1982 Scorpion Sierra
Back in February of 1981, Arctic Cat was in rough shape. A few years of marginal snow and a declining economy made for poor snowmobile sales. Arctic Enterprises Inc. of Thief River Falls, Minnesota (who built Arctic Cat and Scorpion snowmobiles) filed for bankruptcy proceedings to seek court protection from creditors to help keep some of the company’s assets. They were hoping to still make some snowmobiles.

■ Crazy times!

It looked like Cat wanted to keep making Scorpion snowmobiles for its dealers in the future because there was a great looking 1982 Scorpion prototype called a Sierra that we got to take a look at. Arctic made a few other Sierra prototypes, now in other collectors’ possessions, and those are a little different in styling. This specific Sierra was bought at Arctic Cat’s auction and wound up in north Minnesota. When I found this Scorpion Sierra it had 3521 miles on it. It was still a nice riding and handling snowmobile. Few people know how rare this Sierra actually is!

1982 Scorpion Sierra
The hood and belly pan was hand made of fiberglass and painted orange with gray on the center of the hood to give a different look. It also came with a very nice large windshield to protect the rider in the cold weather. The large molded air intake attached under the hood used the three vents at the nose to force cold air to the fan cooled twin-cylinder Scorpion Cuyuna engine and kept it running better with more durability.

A nice set of dual Mikuni carburetors under the hood made for very good reliability and easy throttle pull. They used a CDI ignition for better plug life and much more durability than point ignition. The Sierra had its power delivered through an Arctic Cat hex drive clutch with an 11-inch cam driven clutch through a jack-shaft with a nice disc brake.

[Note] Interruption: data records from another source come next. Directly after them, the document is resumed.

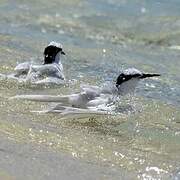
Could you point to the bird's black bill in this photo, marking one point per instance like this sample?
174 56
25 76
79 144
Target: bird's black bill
149 75
62 52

It had a 15-inch internal drive rubber track using the Scorpion Para-Rail Suspension system for a great ride. They modified the use of the Para-Rail system so they didn’t have to make a hole for the rear shock up into the top of the rear of the tunnel, like they did on other Scorpions. That means there was more room in the rear seat storage area.
1982 Scorpion Sierra
The engineers used an Arctic Cat frame, putting a patch on the running board where the rear shocks would have been. Remember that this was just a prototype and a lot of changes could have been made before the actual production unit would have been put down the assembly line. The seat was hand-made but they still used the rear tail light assembly from the Sidewinder sled the year before. Handlebars were from Cat but they used Scorpion skis. Most everything that was used on the 1981 Scorpion Sidewinder could have been used on the Sierra.

By the looks of this prototype, it sure seemed like Arctic Cat wanted to keep Scorpion snowmobiles available for its dealers in the future, but it wasn’t to be. It’s too bad it had to happen, but I’m so glad they didn’t destroy this great piece of snowmobile history and I am so lucky to have this Sierra in my collection.